Win10, GTX 1050 Ti, CUDA 12.1, VS 2017
part of error messages I post below
my questions are:
- the 481th line of codebook.cu is
loop << <grid_size, REDUCE_ADD_WIDTH, REDUCE_ADD_WIDTH * sizeof(uint64_t) >> >, so the invalid global write located inside the global function “loop”?
- “Address 0x180080bd60 is out of bounds” means the program tried to write to 0x180080bd60? If so, how to find who tried to write to the address
- As for error 719 from cudaMemcpy and cudaFree, it only occures in memcheck, otherwise no error is reported. So is this really an error, or something about tdrdelay?

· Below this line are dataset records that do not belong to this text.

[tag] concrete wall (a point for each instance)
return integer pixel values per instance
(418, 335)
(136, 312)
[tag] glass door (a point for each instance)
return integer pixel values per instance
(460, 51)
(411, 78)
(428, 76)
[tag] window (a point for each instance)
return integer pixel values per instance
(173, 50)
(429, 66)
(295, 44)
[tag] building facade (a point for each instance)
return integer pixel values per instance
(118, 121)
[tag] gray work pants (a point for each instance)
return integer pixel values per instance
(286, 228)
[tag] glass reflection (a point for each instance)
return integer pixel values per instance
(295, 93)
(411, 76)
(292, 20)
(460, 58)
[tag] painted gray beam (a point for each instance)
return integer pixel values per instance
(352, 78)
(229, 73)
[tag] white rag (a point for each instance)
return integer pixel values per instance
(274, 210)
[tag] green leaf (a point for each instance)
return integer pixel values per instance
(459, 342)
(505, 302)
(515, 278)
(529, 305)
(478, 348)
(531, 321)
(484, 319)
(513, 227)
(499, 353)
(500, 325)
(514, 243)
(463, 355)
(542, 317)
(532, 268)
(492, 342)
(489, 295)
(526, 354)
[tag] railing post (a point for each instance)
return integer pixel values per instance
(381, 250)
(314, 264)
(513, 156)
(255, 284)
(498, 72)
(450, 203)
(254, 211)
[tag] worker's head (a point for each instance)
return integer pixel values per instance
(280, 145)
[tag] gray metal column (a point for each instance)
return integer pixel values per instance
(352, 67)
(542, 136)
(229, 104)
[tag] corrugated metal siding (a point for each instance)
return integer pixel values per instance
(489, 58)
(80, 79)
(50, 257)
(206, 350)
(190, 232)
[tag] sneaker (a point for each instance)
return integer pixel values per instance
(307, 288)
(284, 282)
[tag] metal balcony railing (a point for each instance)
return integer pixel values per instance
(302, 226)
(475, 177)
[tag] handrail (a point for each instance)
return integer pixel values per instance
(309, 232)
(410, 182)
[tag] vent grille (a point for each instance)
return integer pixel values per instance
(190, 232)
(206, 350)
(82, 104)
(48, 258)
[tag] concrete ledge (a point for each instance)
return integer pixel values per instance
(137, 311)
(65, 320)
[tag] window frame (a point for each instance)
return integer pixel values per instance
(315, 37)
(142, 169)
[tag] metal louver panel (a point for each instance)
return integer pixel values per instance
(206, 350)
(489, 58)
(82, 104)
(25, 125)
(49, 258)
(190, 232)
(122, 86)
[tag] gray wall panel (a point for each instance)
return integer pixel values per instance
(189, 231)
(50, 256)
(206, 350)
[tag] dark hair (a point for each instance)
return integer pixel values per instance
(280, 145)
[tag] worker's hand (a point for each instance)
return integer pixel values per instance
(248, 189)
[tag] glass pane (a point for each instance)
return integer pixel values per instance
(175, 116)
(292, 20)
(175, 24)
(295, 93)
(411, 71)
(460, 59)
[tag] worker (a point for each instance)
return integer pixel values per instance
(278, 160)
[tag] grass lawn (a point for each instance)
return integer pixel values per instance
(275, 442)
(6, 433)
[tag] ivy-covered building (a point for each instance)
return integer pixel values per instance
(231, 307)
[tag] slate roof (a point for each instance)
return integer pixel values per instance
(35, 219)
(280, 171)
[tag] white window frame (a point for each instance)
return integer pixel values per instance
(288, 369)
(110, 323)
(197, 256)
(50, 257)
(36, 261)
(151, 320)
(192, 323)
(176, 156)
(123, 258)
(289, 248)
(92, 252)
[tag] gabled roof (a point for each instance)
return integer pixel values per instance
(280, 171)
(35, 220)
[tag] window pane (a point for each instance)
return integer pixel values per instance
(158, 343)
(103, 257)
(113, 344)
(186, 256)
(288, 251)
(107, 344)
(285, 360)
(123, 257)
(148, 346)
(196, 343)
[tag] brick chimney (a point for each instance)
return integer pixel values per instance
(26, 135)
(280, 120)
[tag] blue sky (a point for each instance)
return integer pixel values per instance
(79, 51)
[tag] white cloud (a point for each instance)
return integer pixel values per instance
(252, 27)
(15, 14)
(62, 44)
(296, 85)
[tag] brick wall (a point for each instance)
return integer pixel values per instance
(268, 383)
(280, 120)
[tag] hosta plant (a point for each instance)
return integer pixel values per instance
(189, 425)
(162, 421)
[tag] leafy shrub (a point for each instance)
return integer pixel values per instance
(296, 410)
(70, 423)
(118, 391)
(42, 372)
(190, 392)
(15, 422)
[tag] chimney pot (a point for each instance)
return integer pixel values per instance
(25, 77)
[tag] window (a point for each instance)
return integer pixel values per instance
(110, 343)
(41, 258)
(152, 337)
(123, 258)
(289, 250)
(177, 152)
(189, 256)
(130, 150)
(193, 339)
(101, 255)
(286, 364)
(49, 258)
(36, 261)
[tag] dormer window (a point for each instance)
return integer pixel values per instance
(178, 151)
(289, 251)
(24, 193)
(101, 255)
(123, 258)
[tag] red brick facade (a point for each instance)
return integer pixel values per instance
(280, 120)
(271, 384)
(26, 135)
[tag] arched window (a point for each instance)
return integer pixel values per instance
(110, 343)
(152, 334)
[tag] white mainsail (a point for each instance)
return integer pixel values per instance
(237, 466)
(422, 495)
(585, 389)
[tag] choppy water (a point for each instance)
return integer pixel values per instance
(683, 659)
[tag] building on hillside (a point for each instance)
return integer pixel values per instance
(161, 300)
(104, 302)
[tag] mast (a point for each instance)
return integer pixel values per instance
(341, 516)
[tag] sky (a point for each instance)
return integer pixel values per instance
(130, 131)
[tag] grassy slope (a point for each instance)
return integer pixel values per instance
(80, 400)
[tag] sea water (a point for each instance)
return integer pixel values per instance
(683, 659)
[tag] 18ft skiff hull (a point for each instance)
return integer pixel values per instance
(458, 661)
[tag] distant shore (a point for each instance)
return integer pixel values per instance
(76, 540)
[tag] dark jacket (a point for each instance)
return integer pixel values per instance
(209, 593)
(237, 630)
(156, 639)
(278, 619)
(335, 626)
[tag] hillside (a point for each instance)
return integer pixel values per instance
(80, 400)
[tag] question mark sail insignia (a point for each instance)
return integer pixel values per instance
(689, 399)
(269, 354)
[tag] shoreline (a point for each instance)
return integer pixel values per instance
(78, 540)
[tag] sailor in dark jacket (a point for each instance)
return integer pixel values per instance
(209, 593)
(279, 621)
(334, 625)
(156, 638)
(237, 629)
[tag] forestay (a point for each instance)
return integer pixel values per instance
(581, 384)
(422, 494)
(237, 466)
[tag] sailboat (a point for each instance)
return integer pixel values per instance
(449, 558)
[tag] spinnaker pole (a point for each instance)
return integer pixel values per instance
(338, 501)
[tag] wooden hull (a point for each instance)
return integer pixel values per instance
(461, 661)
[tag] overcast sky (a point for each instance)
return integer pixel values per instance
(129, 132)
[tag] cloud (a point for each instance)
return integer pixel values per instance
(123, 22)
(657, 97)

========= Invalid __global__ write of size 4 bytes ========= at 0x13c8 in G:/cuda/codebook.cu:481:solution(etc1s_optimizer_state_tag *, int, unsigned int, const rgba *, const unsigned int *, etc1s_optimizer_solution_coordinates_tag, etc1s_optimizer_potential_solution_tag *, etc1s_optimizer_potential_solution_tag *) ========= by thread (2,0,0) in block (36,0,0) ========= Address 0x180080bd60 is out of bounds ========= and is 47,969 bytes after the nearest allocation at 0x1800800000 of size 512 bytes ========= Device Frame:G:/cuda/codebook.cu:667:fit(unsigned int, etc1s_optimizer_state_tag *, encode_etc1s_param_struct_tag, unsigned int, const rgba *, const unsigned int *) [0xf90] ========= Device Frame:G:/cuda/codebook.cu:740:cluster(encode_etc1s_param_struct_tag, const pixel_cluster_tag *, const rgba *, const unsigned int *, etc_block_tag *, int) [0x978] ========= Saved host backtrace up to driver entry point at kernel launch time ========= Host Frame:cuEventRecordWithFlags [0x7ff972c54db8] ========= in C:\Windows\system32\DriverStore\FileRepository\nv_dispui.inf_amd64_c3352d3df1cf4d8c\nvcuda64.dll ...... ...... ========= Program hit cudaErrorLaunchFailure (error 719) due to "unspecified launch failure" on CUDA API call to cudaMemcpy. ...... ...... ========= Program hit cudaErrorLaunchFailure (error 719) due to "unspecified launch failure" on CUDA API call to cudaFree.